Getting started

On this page you learn how to run a solver from one of our starter kits against a training simulation.

We offer starter kits in three different languages. The implementations provided in these kits are equal. Each contains a very simple rule-based approach and a heuristic based on depth-first search. These should demonstrate the interaction between the solver and the simulation. The following three kits are available:


If you would like to contribute a starter kit in another language, please send us a pull request. To continue with the tutorial you must clone the repository to your computer.

Action Open a shell, e.g. on Windows you press Ctrl+R and type cmd, then hit Enter. Then navigate to a directory of your choice and type git clone https://github.com/raggy-rs/dynstack_starters.git

The kits are subfolders in that repository, e.g. dynstack_starters/csharp for the C# kit. For the rest of the tutorial we assume that you have built the solver of your choice successfully.

Action Install any missing prerequisites of your kit, e.g. .NET Core, python packages and/or the protoc compiler (details are given in the kit's docs).
Build the starter kit that you want to use by following the build instructions in the respective Readme.md file.

 

Set up a new training simulation

The Experiments page contains all the simulation runs and associated results that you have created so far. The page is divided into training and scoring experiments. In this tutorial we will create a training experiment and run the solver against it. Scoring experiments are special and will be covered on the Documentation page. To proceed with this tutorial you have to create a user account on this website and have to be logged in!

Action Create an account and log in, if you have not already, then proceed to the Experiments page. There create a training run from any of the settings, by first selecting a setting in the dropdown, then naming the run and then click the Create button.

Each setting represents a different configuration of the simulation. In one setting the utilization may be higher, for instance new blocks may arrive faster and/or stay longer in the system. This creates different challenges for your solver. We will not disclose the exact parameters of these settings, but statistics and KPIs will be collected that you can use to adapt the solver.

Now it is time to start your solver. Connect it with the simulation and then start the simulation run on this website. If you start the run before you start your solver you might miss some of the action! On the top of the Experiments page you see two URIs, one for simulation updates and one for crane control. The solver in the starter kit needs to know these two URIs in addition to the simulation ID.

Action Start your solver and supply the respective parameters, e.g. for the C# kit and the ID shown above: dotnet run -- tcp://dynstack2020.adaptop.at:8080 tcp://dynstack2020.adaptop.at:8081 0518f554-8183-43e9-88bf-10a0cabf16e5

You will see that this was successful as the solver outputs
Connected world
Connected crane

 

Start the training simulation and visualize the results

Training runs are for testing your implementation during the development of your solver. You can do as many training runs as you like to improve your solver. However, you may run only four simulations simultaneously. You first have to complete some runs to start more. These training runs are not used to determine the ranking in the competition!

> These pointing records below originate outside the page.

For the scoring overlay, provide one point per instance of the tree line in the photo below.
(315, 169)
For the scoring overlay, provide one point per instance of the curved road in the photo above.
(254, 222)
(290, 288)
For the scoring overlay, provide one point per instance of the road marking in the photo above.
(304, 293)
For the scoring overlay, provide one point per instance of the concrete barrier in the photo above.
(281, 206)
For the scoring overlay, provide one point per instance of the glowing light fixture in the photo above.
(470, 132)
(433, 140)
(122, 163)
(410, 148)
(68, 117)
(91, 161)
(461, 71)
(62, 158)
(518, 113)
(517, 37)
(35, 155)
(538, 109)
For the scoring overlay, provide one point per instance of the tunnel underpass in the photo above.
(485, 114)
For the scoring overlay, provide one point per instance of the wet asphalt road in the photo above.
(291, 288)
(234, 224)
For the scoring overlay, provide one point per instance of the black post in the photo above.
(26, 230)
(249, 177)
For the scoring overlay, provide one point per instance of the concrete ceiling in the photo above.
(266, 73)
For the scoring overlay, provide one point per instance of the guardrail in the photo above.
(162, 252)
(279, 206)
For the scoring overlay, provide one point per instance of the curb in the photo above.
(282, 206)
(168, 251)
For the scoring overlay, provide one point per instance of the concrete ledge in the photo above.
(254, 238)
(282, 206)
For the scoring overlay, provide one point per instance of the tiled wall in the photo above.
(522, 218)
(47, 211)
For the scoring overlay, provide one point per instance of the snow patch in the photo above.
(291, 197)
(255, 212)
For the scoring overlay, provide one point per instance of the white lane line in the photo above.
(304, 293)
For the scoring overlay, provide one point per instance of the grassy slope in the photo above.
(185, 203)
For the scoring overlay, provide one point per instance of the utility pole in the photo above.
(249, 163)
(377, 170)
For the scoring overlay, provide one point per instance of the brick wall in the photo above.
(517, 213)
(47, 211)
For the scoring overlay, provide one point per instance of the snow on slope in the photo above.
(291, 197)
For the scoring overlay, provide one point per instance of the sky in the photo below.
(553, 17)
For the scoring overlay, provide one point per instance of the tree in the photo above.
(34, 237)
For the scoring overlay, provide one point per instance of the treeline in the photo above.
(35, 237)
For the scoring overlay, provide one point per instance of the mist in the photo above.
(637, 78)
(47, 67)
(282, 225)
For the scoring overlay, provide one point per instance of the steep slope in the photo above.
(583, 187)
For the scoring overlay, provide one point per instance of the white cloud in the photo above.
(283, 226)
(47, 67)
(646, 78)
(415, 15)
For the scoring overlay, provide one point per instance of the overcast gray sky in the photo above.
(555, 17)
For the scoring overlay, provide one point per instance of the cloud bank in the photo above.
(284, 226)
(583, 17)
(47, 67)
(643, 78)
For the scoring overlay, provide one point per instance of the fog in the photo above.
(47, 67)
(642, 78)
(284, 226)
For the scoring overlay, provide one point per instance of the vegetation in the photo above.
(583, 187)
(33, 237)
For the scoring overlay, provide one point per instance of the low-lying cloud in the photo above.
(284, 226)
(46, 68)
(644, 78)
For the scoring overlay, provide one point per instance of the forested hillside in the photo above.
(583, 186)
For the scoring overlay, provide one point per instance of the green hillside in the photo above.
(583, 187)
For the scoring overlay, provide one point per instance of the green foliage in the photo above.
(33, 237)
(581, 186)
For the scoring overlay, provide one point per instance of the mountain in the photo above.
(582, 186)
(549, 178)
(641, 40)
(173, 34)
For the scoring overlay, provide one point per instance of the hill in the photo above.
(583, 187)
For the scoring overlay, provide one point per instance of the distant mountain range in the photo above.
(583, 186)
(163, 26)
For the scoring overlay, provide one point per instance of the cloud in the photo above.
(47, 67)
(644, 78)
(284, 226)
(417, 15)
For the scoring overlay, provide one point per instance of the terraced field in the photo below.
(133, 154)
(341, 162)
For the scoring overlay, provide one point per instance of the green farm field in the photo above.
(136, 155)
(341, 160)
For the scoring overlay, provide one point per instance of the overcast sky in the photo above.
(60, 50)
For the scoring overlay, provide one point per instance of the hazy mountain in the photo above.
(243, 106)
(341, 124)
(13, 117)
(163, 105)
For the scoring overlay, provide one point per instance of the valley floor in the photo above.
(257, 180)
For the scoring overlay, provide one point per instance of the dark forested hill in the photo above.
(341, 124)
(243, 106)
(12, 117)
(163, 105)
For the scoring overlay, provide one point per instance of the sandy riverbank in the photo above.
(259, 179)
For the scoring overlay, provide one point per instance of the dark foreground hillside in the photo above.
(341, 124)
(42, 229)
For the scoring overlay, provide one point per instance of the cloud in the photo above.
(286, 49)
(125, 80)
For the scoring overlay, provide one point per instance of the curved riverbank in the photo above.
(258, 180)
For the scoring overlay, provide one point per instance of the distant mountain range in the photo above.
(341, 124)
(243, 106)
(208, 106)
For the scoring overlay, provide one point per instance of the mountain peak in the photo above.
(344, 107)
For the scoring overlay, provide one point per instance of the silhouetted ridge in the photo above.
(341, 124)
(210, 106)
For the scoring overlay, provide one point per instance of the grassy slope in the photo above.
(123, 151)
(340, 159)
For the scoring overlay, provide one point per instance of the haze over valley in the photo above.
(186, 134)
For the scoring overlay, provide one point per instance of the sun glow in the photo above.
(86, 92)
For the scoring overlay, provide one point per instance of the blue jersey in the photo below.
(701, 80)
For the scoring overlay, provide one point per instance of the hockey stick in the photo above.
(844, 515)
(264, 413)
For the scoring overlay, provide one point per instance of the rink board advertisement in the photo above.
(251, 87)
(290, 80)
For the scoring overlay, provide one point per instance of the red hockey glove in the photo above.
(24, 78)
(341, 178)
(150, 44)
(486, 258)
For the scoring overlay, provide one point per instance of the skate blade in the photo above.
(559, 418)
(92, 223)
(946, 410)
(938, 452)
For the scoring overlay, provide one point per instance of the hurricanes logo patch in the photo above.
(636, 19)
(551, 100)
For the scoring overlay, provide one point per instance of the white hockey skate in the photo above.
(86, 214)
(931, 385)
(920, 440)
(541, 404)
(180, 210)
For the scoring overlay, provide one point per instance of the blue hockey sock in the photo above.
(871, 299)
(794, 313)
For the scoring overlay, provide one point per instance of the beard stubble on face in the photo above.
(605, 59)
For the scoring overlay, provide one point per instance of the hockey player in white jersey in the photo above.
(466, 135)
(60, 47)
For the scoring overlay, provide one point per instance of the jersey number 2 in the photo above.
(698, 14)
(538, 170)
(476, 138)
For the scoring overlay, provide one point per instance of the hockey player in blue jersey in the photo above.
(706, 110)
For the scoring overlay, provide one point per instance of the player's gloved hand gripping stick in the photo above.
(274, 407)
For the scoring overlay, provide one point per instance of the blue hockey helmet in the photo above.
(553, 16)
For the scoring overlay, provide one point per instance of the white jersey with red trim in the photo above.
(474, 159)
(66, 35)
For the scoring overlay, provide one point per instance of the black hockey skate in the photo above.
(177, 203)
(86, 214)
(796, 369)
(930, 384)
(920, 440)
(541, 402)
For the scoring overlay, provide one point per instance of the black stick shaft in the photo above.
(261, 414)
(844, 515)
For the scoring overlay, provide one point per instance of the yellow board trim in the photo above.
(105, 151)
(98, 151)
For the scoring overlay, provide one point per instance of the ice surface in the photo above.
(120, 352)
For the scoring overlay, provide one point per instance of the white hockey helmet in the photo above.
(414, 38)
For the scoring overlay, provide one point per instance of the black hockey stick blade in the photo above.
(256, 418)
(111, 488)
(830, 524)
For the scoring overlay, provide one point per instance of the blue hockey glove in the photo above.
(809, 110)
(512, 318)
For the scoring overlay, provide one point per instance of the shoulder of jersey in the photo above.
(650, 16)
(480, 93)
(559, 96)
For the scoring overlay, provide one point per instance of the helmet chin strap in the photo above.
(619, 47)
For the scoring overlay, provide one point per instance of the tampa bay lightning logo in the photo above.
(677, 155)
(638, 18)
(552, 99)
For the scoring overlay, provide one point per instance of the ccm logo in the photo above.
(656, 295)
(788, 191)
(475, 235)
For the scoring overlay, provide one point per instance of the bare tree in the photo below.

Action Click the Start button to start the simulation run

Now the simulation is running and the solver is receiving updates from the simulation state, so called world updates. The solver reacts to these updates by sending crane schedules to the respective URI. A crane schedule contains a list of moves. The simulation will check if a certain move is invalid, in which case it will skip it and continue with the next move in the schedule.

Action Click on the Started link to open the live visualization of the simulation state

The starter kit will not really produce very meaningful results out of the box. It will be your challenge to develop a meaningful solver, potentially by expanding what we have in the starter kit.

 

View the performance of the solver

On the Visualization page you can select the simulation run that you want to watch in the dropdown list. For running simulations you have the option to either replay the history so far, or view its live state.

When you select a simulation run you see its initial state of the world. You can click on the play button to view it in realtime, but you may accelerate using the forward button. You can also step through the simulation and fast-forward to the end or fast-rewind to the beginning.


Below the world visualization you find the KPIs that quantify the so called offline performance of your policy. The top three, after Runtime, are counted for the ranking of your policy. The others are for your analysis.